Former National Security Agency systems analyst turned leaker Edward Snowden said Monday that the NSA has set up a facility in the South Pacific nation's largest city to tap into and collect vast amounts of mass surveillance data on New Zealanders through its XKeyscore program, the Associated Press reported.
Speaking from Russia, Snowden talked via video link to hundreds of people at Auckland's Town Hall on Monday night.
Shortly before Snowden spoke, New Zealand Prime Minister John Key issued a statement saying New Zealand's spy agency, the Government Communications Security Bureau, or GCSB, has never undertaken mass surveillance of its own people which could be proven by previously declassified secret documents.
"Regarding XKeyscore, we don't discuss the specific programs the GCSB may or may not use," Key said, declining to discuss the program. "But the GCSB does not collect mass metadata on New Zealanders, therefore it is clearly not contributing such data to anything or anyone."
Snowden, however, claimed that New Zealand agencies did in fact collect information for the NSA and get access to it later on, further accusing Key of carefully parsing his words and avoiding the main issue by not talking about the program, Townhall reported.
"There are actually NSA facilities in New Zealand that the GCSB is aware of and that means the prime minister is aware of," Snowden said. "And one of them is in Auckland."

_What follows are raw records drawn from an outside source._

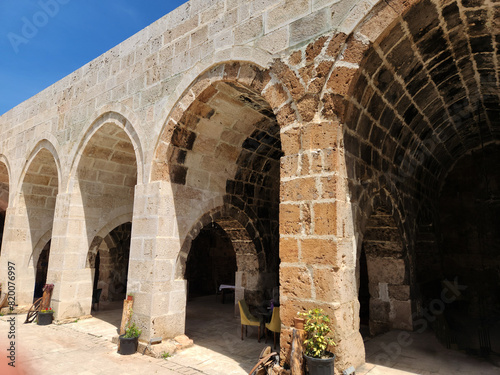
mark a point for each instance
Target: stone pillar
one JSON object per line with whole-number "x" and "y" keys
{"x": 159, "y": 298}
{"x": 72, "y": 296}
{"x": 17, "y": 251}
{"x": 317, "y": 244}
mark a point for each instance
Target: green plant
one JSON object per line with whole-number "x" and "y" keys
{"x": 132, "y": 331}
{"x": 317, "y": 327}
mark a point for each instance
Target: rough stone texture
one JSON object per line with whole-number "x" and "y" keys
{"x": 308, "y": 130}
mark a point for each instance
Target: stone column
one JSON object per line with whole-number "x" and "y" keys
{"x": 17, "y": 251}
{"x": 317, "y": 244}
{"x": 159, "y": 298}
{"x": 72, "y": 296}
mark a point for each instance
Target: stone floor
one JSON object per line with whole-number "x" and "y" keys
{"x": 85, "y": 347}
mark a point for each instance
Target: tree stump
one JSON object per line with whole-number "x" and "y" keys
{"x": 297, "y": 357}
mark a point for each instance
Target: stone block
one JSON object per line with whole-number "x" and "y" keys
{"x": 290, "y": 219}
{"x": 386, "y": 270}
{"x": 295, "y": 282}
{"x": 401, "y": 315}
{"x": 335, "y": 285}
{"x": 399, "y": 292}
{"x": 285, "y": 13}
{"x": 309, "y": 26}
{"x": 299, "y": 189}
{"x": 274, "y": 41}
{"x": 325, "y": 218}
{"x": 340, "y": 79}
{"x": 289, "y": 250}
{"x": 319, "y": 252}
{"x": 379, "y": 310}
{"x": 249, "y": 30}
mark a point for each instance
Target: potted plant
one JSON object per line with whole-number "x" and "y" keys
{"x": 129, "y": 340}
{"x": 45, "y": 316}
{"x": 319, "y": 360}
{"x": 298, "y": 321}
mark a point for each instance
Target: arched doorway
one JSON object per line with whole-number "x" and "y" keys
{"x": 384, "y": 290}
{"x": 211, "y": 263}
{"x": 424, "y": 98}
{"x": 42, "y": 266}
{"x": 109, "y": 260}
{"x": 468, "y": 282}
{"x": 220, "y": 152}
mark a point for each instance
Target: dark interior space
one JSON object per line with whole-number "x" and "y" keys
{"x": 211, "y": 262}
{"x": 469, "y": 245}
{"x": 41, "y": 271}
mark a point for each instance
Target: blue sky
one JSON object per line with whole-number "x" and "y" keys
{"x": 41, "y": 41}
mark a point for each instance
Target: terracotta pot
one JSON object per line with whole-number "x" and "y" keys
{"x": 45, "y": 318}
{"x": 320, "y": 366}
{"x": 128, "y": 345}
{"x": 298, "y": 323}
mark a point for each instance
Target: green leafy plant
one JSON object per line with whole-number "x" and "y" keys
{"x": 166, "y": 355}
{"x": 317, "y": 327}
{"x": 132, "y": 331}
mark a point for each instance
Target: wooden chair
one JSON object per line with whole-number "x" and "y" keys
{"x": 274, "y": 325}
{"x": 247, "y": 319}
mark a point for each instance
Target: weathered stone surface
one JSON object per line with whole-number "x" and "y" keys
{"x": 273, "y": 121}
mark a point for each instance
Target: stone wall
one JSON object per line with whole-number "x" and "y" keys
{"x": 298, "y": 126}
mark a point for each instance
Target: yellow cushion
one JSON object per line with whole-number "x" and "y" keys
{"x": 247, "y": 319}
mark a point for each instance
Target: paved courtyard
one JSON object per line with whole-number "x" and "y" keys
{"x": 84, "y": 347}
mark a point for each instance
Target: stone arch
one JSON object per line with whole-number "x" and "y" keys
{"x": 113, "y": 251}
{"x": 388, "y": 270}
{"x": 4, "y": 194}
{"x": 40, "y": 185}
{"x": 34, "y": 214}
{"x": 246, "y": 242}
{"x": 106, "y": 171}
{"x": 4, "y": 183}
{"x": 106, "y": 119}
{"x": 103, "y": 235}
{"x": 40, "y": 245}
{"x": 250, "y": 78}
{"x": 416, "y": 88}
{"x": 47, "y": 147}
{"x": 222, "y": 141}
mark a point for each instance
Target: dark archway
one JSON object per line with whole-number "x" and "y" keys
{"x": 387, "y": 278}
{"x": 109, "y": 258}
{"x": 41, "y": 271}
{"x": 211, "y": 262}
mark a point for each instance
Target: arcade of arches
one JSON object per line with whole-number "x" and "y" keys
{"x": 355, "y": 170}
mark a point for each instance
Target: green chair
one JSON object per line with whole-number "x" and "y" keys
{"x": 247, "y": 319}
{"x": 275, "y": 324}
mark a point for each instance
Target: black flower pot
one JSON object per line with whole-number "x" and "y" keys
{"x": 128, "y": 345}
{"x": 320, "y": 366}
{"x": 44, "y": 318}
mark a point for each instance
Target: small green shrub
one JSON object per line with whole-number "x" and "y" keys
{"x": 132, "y": 331}
{"x": 166, "y": 355}
{"x": 317, "y": 327}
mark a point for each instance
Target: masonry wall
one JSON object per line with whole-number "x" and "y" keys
{"x": 288, "y": 123}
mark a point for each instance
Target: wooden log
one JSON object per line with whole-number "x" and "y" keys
{"x": 296, "y": 356}
{"x": 47, "y": 297}
{"x": 127, "y": 307}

"To this day, he's said I won't talk about this. I won't talk about this because it's related to foreign intelligence," Snowden said. "But is it related to foreign intelligence if it's collecting the communications of every man, woman and child in the country of New Zealand?"
The event, organized by indicted Internet entrepreneur Kim Dotcom, who is fighting U.S. attempts to extradite him on racketeering charges over his now-shuttered file-sharing site Megaupload, also featured speeches from American journalist Glenn Greenwald and WikiLeaks founder Julian Assange via video links from London.
"Greenwald produced NSA slides that he said showed the GCSB had taken steps to engage in mass surveillance through a program called Project Speargun," according to the AP.
But Key said the program was rejected, and instead an alternative program was adopted for organizations to opt into. "Put simply, it never happened," Key said.
Meanwhile, the Town Hall event was held five days before New Zealand's general election.